If I had a pound for every parent who tried to send their sick child to me under the guise of teething, I'd be a very rich childminder. Every high temp, runny nappy, being so unwell they need calpol and ibuprofen every four hours, is passed off as teething. Really, I understand it might be on the odd occasion but children never seem to just be ill lately, it's always 'just teething' - 'they can still come can't they?'
How would parents feel if I took another child in to the setting who was poorly? The sick child's parents insist they aren't contagious but there is no way of knowing and so it could pass on. Then the next child's parents have to take time off because now we know it is a bug...
I have zero tolerance policy for d & v in my setting and I really do understand that parents are under pressure to go to work but what is my option? The EYFS states clearly that I must keep children healthy and this includes their exposure to infectious conditions. I feel caught in the middle and like the bad guy when I have to say to parents, 'I know you think it's teething causing the diarrhoea but no they still can't attend'.
How do other childminders deal with illness in their settings?
Watching with interest.
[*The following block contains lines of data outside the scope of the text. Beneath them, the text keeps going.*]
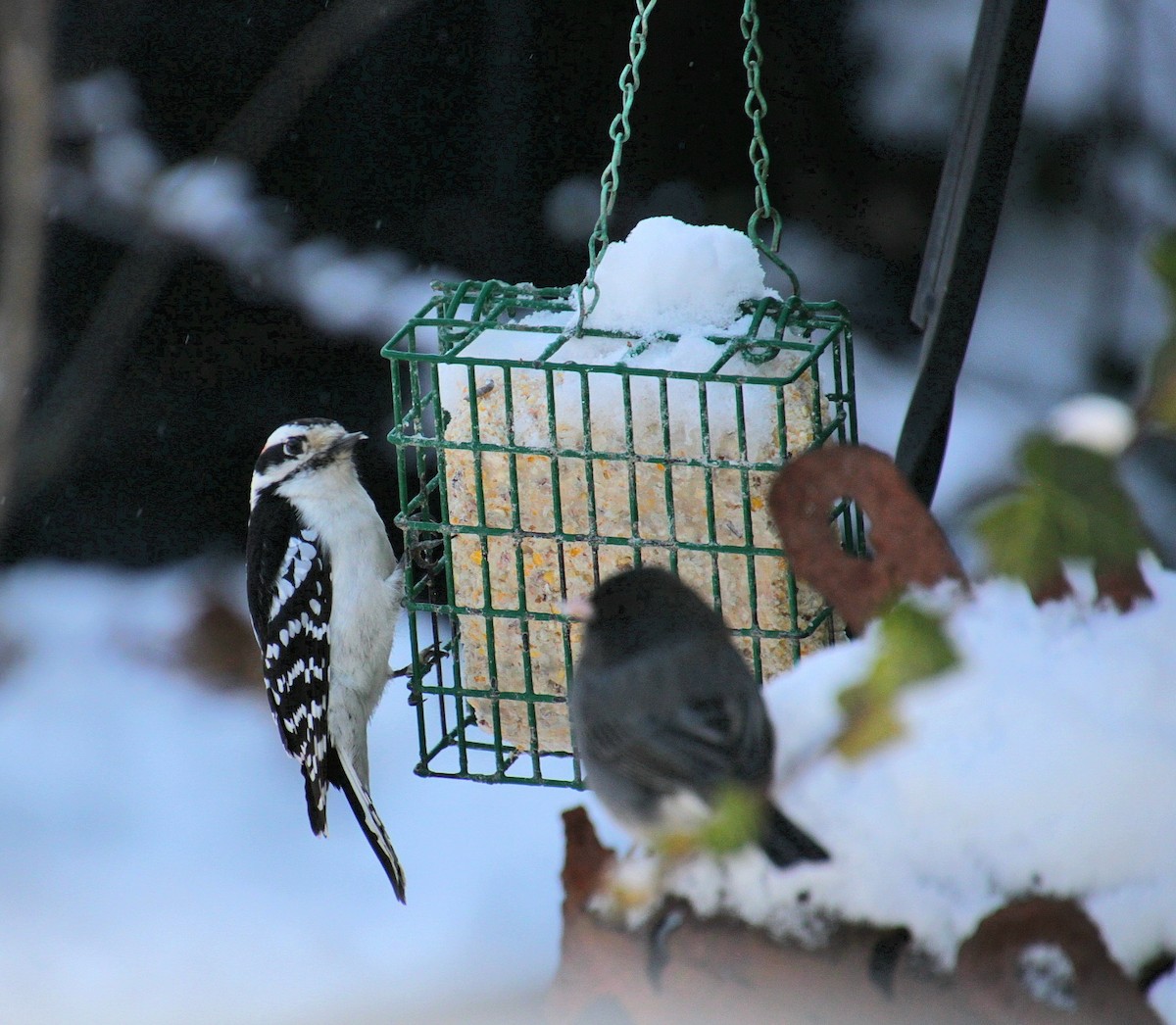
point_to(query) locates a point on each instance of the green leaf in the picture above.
(1158, 405)
(736, 822)
(736, 819)
(912, 648)
(1071, 506)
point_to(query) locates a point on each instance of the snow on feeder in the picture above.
(548, 437)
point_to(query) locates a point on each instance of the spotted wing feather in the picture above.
(291, 618)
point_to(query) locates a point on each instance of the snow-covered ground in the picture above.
(157, 864)
(156, 860)
(1038, 765)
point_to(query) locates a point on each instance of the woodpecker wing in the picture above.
(291, 619)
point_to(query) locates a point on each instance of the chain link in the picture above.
(611, 178)
(757, 108)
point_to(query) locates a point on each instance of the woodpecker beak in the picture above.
(577, 609)
(347, 442)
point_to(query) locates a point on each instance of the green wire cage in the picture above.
(538, 455)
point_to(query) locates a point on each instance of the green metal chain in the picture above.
(611, 178)
(757, 108)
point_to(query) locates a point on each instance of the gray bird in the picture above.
(667, 714)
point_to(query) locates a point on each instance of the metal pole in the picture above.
(963, 225)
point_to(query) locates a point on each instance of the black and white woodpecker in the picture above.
(324, 593)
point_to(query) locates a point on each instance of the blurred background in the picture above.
(245, 201)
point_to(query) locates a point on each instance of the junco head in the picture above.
(667, 716)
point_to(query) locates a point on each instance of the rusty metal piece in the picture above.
(991, 969)
(908, 546)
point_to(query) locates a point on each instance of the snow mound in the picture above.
(1039, 765)
(677, 277)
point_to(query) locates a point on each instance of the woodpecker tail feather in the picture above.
(786, 843)
(358, 797)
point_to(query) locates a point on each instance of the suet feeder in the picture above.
(538, 454)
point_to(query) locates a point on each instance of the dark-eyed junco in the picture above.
(667, 716)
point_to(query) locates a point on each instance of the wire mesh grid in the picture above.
(528, 469)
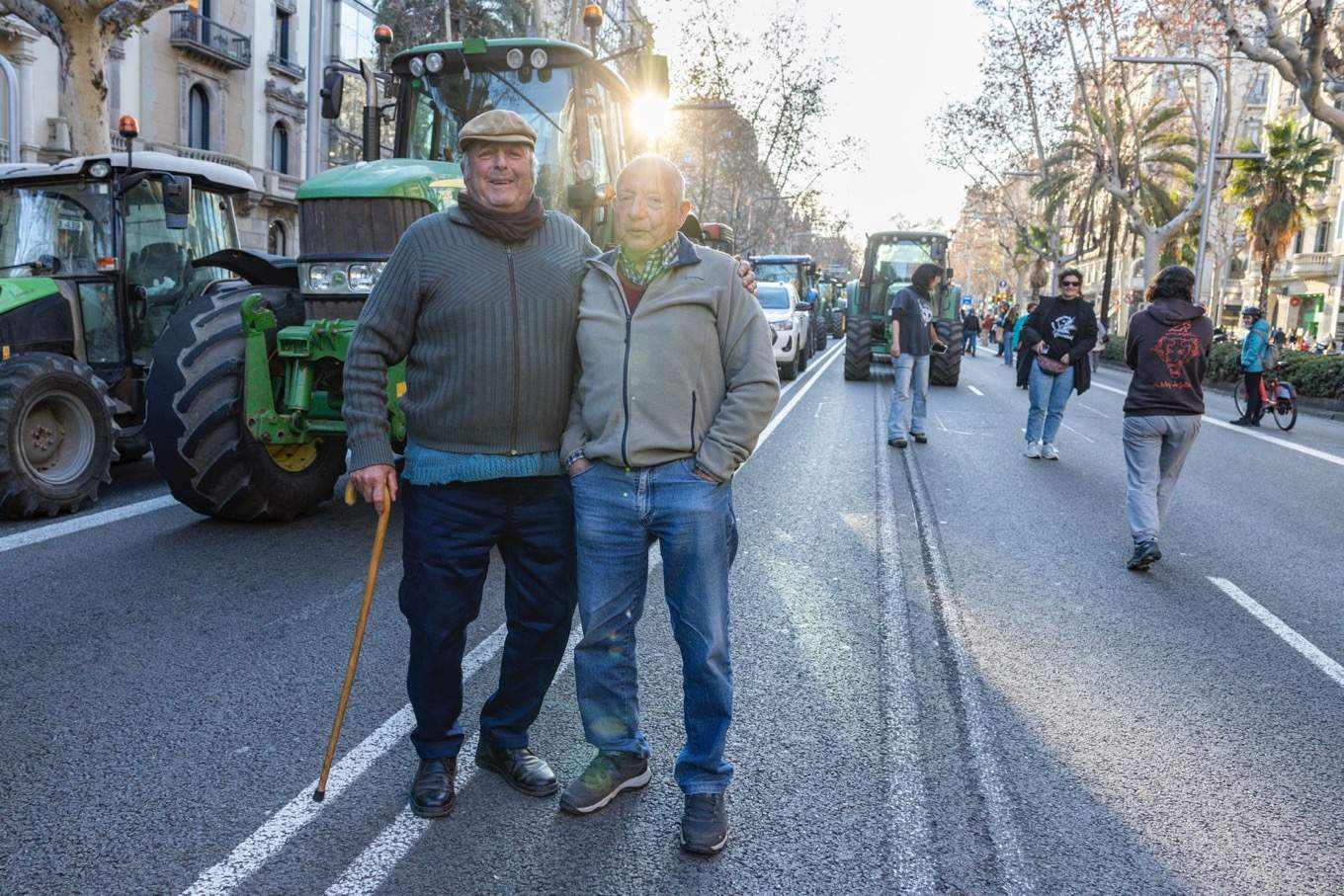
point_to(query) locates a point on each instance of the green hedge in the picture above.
(1313, 375)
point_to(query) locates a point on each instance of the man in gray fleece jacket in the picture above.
(678, 380)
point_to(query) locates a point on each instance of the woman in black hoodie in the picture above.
(1167, 347)
(1052, 361)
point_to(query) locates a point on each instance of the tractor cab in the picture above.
(96, 254)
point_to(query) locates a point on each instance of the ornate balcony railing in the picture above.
(210, 41)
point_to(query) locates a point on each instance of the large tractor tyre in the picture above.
(56, 436)
(945, 369)
(858, 350)
(195, 419)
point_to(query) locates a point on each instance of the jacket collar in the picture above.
(687, 254)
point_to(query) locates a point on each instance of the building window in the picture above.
(276, 238)
(198, 119)
(283, 36)
(280, 148)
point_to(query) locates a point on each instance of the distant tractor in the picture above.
(246, 391)
(888, 264)
(802, 273)
(96, 254)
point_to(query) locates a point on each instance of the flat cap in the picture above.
(497, 126)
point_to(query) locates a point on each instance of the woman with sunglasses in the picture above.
(1056, 336)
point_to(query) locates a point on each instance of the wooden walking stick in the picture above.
(359, 633)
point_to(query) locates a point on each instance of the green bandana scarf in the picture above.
(656, 262)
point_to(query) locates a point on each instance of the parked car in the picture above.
(790, 333)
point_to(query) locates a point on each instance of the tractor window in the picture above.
(69, 220)
(443, 104)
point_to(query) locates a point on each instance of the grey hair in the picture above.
(463, 163)
(672, 176)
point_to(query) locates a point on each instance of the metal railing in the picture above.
(286, 64)
(193, 31)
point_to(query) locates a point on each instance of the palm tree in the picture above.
(1277, 187)
(1152, 157)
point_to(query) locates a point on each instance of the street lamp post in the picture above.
(1216, 126)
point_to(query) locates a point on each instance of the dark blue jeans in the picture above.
(619, 515)
(449, 530)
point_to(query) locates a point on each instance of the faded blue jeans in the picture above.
(909, 396)
(619, 515)
(1049, 395)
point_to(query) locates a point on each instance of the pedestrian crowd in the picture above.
(1055, 348)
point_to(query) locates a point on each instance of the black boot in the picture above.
(521, 769)
(433, 791)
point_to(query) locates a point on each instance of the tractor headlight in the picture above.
(319, 279)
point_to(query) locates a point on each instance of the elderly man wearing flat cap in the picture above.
(481, 301)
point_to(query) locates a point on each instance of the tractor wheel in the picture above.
(945, 369)
(858, 350)
(195, 421)
(56, 436)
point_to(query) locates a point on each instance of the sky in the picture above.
(903, 60)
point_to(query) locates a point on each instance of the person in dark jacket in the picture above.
(1167, 347)
(1052, 361)
(969, 332)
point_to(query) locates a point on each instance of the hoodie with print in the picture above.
(1167, 347)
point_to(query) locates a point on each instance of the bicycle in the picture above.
(1284, 404)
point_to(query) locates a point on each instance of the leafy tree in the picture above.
(1276, 189)
(84, 31)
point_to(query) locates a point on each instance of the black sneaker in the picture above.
(1145, 555)
(705, 824)
(605, 776)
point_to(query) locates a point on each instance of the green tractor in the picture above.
(96, 254)
(888, 262)
(245, 392)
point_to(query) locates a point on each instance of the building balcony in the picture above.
(283, 66)
(209, 41)
(1314, 265)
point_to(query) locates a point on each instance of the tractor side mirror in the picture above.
(332, 93)
(176, 201)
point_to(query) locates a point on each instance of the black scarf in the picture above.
(504, 227)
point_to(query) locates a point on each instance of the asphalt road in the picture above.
(947, 682)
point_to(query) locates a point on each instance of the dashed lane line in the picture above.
(268, 840)
(1242, 430)
(373, 866)
(81, 523)
(1313, 654)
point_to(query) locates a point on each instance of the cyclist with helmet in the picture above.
(1253, 365)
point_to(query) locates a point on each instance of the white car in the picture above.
(788, 327)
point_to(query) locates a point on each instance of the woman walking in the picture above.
(913, 336)
(1167, 347)
(1056, 336)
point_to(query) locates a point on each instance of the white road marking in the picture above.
(280, 828)
(794, 402)
(1285, 631)
(372, 866)
(81, 523)
(1242, 430)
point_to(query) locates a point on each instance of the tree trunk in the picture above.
(84, 56)
(1106, 281)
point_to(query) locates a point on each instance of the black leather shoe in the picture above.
(521, 769)
(433, 790)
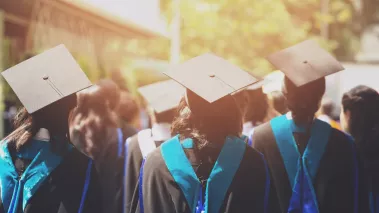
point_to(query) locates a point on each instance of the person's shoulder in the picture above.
(253, 154)
(338, 135)
(154, 162)
(263, 128)
(262, 135)
(340, 142)
(132, 142)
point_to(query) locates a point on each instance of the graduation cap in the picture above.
(162, 96)
(305, 62)
(46, 78)
(210, 77)
(210, 81)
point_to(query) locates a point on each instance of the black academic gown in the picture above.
(110, 167)
(246, 192)
(133, 165)
(62, 191)
(334, 181)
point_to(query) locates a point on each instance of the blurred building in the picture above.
(101, 35)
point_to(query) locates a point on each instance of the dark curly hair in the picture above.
(208, 129)
(94, 115)
(257, 106)
(363, 104)
(303, 101)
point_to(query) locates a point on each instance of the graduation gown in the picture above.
(338, 184)
(110, 167)
(62, 189)
(133, 163)
(239, 181)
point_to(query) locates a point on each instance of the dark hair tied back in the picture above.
(303, 101)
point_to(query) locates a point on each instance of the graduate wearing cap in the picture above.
(162, 99)
(314, 167)
(40, 171)
(207, 166)
(94, 131)
(257, 108)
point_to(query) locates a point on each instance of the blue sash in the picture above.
(44, 161)
(86, 185)
(219, 180)
(301, 170)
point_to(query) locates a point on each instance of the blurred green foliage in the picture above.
(245, 31)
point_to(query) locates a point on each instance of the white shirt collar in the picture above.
(161, 131)
(247, 127)
(42, 135)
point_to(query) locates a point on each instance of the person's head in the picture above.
(327, 107)
(360, 114)
(93, 117)
(303, 101)
(257, 106)
(47, 89)
(53, 117)
(207, 123)
(162, 117)
(279, 102)
(127, 109)
(242, 100)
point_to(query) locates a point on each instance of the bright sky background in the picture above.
(143, 12)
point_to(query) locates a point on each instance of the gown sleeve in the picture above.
(133, 165)
(155, 185)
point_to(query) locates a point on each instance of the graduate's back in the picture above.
(206, 167)
(314, 167)
(95, 132)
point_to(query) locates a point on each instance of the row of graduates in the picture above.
(68, 155)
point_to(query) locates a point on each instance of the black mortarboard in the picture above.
(305, 62)
(46, 78)
(210, 77)
(162, 96)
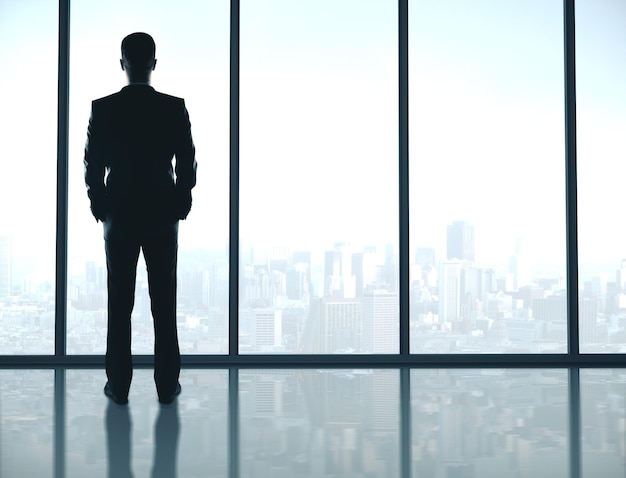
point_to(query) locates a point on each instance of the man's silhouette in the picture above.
(132, 138)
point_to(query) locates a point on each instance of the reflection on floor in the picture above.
(435, 423)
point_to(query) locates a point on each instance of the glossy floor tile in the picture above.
(434, 423)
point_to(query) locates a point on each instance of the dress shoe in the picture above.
(109, 393)
(172, 397)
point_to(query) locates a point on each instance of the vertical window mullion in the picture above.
(403, 110)
(233, 315)
(62, 166)
(571, 181)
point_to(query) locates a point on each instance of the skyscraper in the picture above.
(340, 282)
(380, 321)
(460, 241)
(5, 266)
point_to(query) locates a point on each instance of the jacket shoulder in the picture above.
(169, 98)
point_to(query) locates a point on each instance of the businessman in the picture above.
(139, 196)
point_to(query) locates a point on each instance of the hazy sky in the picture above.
(319, 119)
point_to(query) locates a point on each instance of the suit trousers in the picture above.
(159, 243)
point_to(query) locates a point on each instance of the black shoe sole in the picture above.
(173, 396)
(109, 393)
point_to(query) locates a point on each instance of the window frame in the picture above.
(573, 357)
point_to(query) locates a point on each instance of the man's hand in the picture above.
(98, 209)
(183, 204)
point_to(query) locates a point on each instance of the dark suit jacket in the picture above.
(132, 138)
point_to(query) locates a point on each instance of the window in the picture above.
(319, 177)
(192, 52)
(486, 169)
(601, 114)
(28, 91)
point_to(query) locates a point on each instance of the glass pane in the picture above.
(192, 49)
(603, 422)
(488, 423)
(319, 423)
(601, 122)
(28, 134)
(27, 423)
(487, 176)
(319, 175)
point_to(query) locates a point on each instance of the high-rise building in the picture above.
(380, 321)
(450, 291)
(339, 281)
(341, 321)
(5, 266)
(460, 241)
(425, 256)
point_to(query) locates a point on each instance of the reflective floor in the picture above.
(439, 423)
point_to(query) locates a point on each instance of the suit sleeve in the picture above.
(94, 162)
(186, 165)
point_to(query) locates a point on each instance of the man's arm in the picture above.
(186, 166)
(94, 162)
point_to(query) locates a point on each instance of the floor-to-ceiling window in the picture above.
(487, 166)
(601, 123)
(319, 177)
(318, 193)
(28, 133)
(192, 51)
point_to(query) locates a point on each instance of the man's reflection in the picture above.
(166, 432)
(118, 425)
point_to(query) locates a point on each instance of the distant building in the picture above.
(449, 290)
(339, 281)
(425, 256)
(341, 321)
(380, 322)
(5, 266)
(460, 241)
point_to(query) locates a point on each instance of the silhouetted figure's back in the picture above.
(139, 196)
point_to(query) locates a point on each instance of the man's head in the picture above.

Had so bugs passed on by the kids lately I've ended up with a chest infection. The worst one was a parent sending their child with scarlet fever (discovered after I sent the poor child home ill). One of my other parents is pregnant and already had to have tests for slapped cheek ffs.
I do now ring and send home. As you say, we have a responsibility to the other children and can't look after them and a sick child properly, it's just not fair on any of them.
I don't accept teething as an excuse. Yes, I know your child gets a runny nappy every time they are teething, but this time they might have something catching. I've had a few instances over the years where a sickness bug has been passed around ALL the children (and me) and it's simply not fair on the other children, or their families.
There is no research to prove that teething and diarrhea are related. AFAIK it's sometimes blamed on the excess of saliva the baby has swolled loosening the stools. But nothing (excuse the pun) solid has been proven yet.
What is your sickness policy like? Can you re-write it to include a line that says something along the lines of ANY diaorrhea, regardless of what the parent feels the cause is, means the child has to stay home for 48 hours. Then get them to sign it. I find parents are more amenable to these policies when they're not actually in posession of a sick child - they wholeheartedly agree because they don't want their well child to catch something. Once they have seen and signed the policy then they kind of know they've agreed to it and they try it on less.